Het was al laat in den nacht geworden, voor ik ter ruste kon gaan. Een poos lang lag ik naar een ongewoon rumoer van stampen van paarden en het twisten van stemmen te luisteren, en toen sliep ik in. Echter alleen maar om het derde der avonturen, die mij binnen het tijdsverloop van half een etmaal moesten gebeuren, voor te bereiden. En dìt diende zich zoo aan, dat ik eensklaps, helder wakker schrikkend, in de kussens op ging zitten, en mij de afspraak met mevrouw de Soubise herinnerde: ‘Zaterdag aan den tuinkant, als de avond valt.’ En nu werden de sterren al bleek van den Zondag. Ik had het vergéten. Wat het ook kostte, die beleediging moest worden goedgemaakt.

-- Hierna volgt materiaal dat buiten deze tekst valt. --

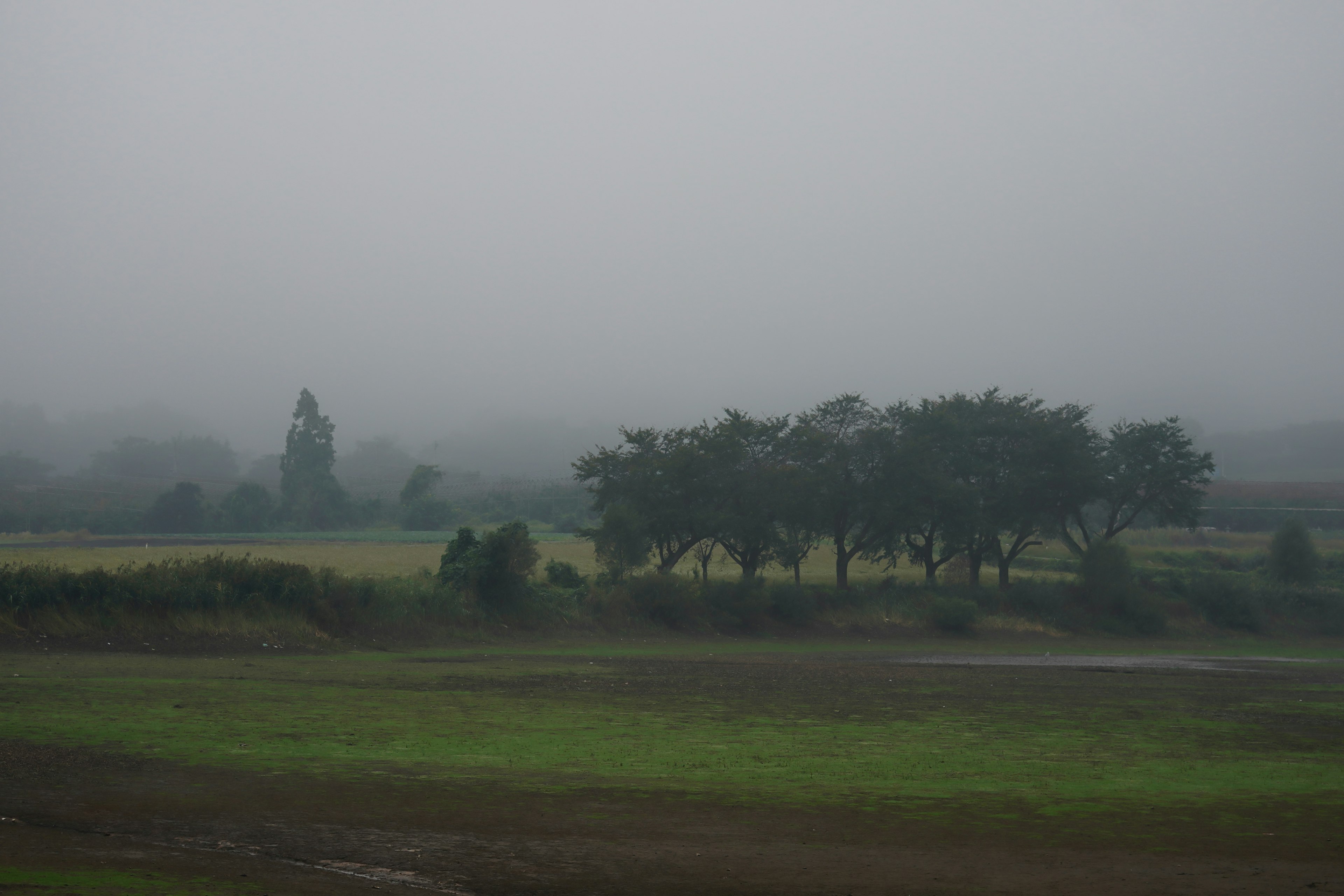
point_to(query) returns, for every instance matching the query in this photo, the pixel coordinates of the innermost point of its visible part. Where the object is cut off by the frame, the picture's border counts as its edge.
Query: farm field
(406, 558)
(713, 765)
(400, 558)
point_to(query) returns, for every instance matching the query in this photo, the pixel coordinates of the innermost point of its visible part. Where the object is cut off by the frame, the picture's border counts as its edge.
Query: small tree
(565, 575)
(421, 483)
(248, 508)
(494, 569)
(620, 543)
(1143, 469)
(312, 496)
(1292, 555)
(179, 510)
(421, 511)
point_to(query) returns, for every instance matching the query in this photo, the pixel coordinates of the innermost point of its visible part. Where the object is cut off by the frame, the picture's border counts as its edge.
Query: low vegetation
(496, 585)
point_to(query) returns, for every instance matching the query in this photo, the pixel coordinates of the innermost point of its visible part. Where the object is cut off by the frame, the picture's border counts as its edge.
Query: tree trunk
(842, 567)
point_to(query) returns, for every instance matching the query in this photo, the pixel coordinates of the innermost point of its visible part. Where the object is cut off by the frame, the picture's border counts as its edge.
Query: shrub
(792, 604)
(1107, 575)
(248, 508)
(1229, 601)
(1046, 601)
(737, 604)
(670, 600)
(179, 510)
(494, 569)
(1292, 555)
(565, 575)
(952, 614)
(425, 514)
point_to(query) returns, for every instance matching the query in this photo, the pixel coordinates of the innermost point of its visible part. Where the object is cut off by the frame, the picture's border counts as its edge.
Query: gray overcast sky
(642, 213)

Zoodra het licht begon te worden, kleedde ik mij aan, niet in mijn reisgoed, maar in het pak van iederen dag, en behoedzaam sloop ik de trap af der bedienden. Binnen een uur zou ik terug kunnen zijn.

Verlaten lag de straat nog, en terwijl ik mij voortspoedde, zon ik na over een middel, om mevrouw de Soubise te spreken te krijgen. Ik sloeg den hoek om van de straat, waar zij woonde. Ook hier niets dan schemering en stilte. Enkel een eenzame leurder, of was het een landman, liep mij tegemoet. Maar toen

wij elkaar waren genaderd, sprong mijn hart op van vreugde. Wat ik voor een last had aangezien, die naar de markt werd gedragen, bleek een bochel te wezen. De gezellige bult van mijn speelman met bovendien nog een lederen ransel er op vastgebonden. Over een schouder hing de gitaar.

‘En eergisteren ben je al weggereisd.’

‘Eerst nog moest ik U tegenkomen. Zoo dadelijk trek ik de Zuiderpoort uit.’ Met een slim lachje zag hij mij aan.

‘Mijn God, man, ik ga met je mede.’

En in dit onverwachte begin vond deze reeks van wederwaardigheden haar einde.